I used to feel like I was imposing every time I'd contact her, and that was my own insecurities and embarrassment at needing to reach out. I finally had a conversation with my T about between session contact, and we basically set expectations for when I should contact her, how often is reasonable, how quickly I could expect a reply, and what kind of reply I could expect. T and I agreed that non-urgent stuff can be by email, but I promised to call or text her with urgent things. We agreed that she will reply to emails within 24 hours during her work week, and emails sent after 4 pm on Thursday will get a reply on Monday. We agreed that email replies will typically just be an acknowledgement that she received it, unless T feels it's reasonable to give a longer response. T usually gives me some words of encouragement in her replies, but she rarely gives detailed replies. Phone conversations are limited to 15 minutes, and if I need more time, then we have to schedule it and I will be charged for the time. If I call her office voicemail during her office hours, she will return the call typically within an hour. If I call her cell phone outside of office hours, she usually gets back with some kind of reply within an hour or two - but that reply might be a text saying she'll call me back at a certain time.
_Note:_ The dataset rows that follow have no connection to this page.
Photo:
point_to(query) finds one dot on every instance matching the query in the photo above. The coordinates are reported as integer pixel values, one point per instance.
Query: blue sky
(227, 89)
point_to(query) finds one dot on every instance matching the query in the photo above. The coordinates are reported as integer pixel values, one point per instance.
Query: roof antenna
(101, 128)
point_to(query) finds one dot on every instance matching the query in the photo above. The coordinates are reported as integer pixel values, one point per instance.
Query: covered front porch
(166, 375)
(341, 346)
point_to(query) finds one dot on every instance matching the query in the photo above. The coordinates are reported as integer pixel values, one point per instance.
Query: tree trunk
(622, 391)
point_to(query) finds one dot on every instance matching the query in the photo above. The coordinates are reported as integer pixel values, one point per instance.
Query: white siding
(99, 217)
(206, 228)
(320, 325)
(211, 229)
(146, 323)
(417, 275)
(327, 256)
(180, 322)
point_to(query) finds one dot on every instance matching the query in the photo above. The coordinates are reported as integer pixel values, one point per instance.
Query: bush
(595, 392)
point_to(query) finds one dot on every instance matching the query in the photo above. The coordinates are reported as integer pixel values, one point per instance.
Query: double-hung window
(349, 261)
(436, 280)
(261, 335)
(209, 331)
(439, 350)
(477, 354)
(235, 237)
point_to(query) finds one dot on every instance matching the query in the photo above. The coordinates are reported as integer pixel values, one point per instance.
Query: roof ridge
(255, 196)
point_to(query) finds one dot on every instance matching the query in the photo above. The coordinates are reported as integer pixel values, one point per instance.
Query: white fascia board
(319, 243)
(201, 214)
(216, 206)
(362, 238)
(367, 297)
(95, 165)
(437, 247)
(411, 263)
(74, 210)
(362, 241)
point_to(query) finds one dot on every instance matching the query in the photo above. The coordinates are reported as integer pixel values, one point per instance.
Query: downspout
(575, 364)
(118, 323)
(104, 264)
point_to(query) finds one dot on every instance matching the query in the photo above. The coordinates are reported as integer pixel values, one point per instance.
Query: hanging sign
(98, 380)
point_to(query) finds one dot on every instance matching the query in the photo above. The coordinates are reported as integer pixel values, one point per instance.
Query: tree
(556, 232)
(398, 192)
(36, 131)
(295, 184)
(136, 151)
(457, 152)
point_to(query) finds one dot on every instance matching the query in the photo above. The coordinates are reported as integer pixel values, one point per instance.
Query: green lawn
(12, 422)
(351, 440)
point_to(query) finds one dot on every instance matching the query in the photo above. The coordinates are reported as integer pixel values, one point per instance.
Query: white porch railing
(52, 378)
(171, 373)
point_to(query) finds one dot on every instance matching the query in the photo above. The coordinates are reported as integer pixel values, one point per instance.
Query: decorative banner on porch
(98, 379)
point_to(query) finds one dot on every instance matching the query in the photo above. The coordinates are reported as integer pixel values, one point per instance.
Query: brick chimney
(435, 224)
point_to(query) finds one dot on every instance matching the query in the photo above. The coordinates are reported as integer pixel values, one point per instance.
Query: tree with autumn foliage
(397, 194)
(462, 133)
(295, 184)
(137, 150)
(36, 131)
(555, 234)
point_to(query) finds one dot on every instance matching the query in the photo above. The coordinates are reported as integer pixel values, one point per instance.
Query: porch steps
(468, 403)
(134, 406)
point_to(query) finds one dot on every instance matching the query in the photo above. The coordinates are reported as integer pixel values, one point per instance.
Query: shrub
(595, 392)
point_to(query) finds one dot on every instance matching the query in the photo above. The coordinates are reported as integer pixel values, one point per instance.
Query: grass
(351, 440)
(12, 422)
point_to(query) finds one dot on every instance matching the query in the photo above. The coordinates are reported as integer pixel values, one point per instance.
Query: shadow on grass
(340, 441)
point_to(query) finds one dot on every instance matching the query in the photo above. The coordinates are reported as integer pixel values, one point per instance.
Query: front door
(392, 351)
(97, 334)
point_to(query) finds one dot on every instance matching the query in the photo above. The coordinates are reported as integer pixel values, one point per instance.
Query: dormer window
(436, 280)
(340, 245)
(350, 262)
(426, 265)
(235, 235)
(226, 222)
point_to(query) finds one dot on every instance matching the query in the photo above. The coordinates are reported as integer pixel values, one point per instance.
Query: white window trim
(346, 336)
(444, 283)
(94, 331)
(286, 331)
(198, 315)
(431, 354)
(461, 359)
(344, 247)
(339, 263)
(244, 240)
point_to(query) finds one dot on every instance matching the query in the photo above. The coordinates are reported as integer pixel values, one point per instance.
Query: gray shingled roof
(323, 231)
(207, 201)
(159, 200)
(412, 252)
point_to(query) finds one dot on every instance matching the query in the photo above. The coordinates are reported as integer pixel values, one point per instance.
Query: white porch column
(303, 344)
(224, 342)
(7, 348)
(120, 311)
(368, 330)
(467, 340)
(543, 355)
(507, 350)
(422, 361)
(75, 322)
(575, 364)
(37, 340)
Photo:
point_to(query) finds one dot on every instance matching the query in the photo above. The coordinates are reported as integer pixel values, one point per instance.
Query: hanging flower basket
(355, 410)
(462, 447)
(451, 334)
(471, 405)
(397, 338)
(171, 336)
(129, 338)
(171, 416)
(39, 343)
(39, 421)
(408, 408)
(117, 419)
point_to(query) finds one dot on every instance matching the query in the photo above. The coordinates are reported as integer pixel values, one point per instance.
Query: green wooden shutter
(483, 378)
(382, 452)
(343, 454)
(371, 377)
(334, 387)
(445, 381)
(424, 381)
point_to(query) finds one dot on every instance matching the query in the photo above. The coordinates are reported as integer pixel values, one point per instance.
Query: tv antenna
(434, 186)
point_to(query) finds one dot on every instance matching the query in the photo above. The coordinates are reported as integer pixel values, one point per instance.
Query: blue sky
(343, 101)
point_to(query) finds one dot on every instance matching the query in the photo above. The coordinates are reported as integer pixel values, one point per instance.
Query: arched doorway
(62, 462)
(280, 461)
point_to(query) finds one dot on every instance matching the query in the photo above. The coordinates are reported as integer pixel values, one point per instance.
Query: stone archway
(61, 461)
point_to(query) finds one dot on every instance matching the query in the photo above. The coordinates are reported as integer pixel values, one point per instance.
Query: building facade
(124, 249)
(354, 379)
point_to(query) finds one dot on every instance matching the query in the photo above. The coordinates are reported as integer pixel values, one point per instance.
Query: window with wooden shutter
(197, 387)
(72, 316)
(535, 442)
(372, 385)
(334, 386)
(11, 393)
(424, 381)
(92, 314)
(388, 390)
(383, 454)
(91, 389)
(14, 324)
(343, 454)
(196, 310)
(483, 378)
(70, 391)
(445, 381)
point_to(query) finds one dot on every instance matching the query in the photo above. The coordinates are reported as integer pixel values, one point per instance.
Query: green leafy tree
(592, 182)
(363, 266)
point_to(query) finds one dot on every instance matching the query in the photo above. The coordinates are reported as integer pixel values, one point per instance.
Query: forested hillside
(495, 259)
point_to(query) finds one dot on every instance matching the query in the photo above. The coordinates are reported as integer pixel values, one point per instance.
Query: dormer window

So - I think the really important thing for between session contact is to set expectations. Ask your T how she prefers you to contact her - email, phone, text, and when you can expect a reply if you do contact her. It's important to remember that outside of their working hours, T's have other obligations and may not be able to respond right away. You might also talk to your T about some skills you can use to cope with things when she's not able to contact you right away.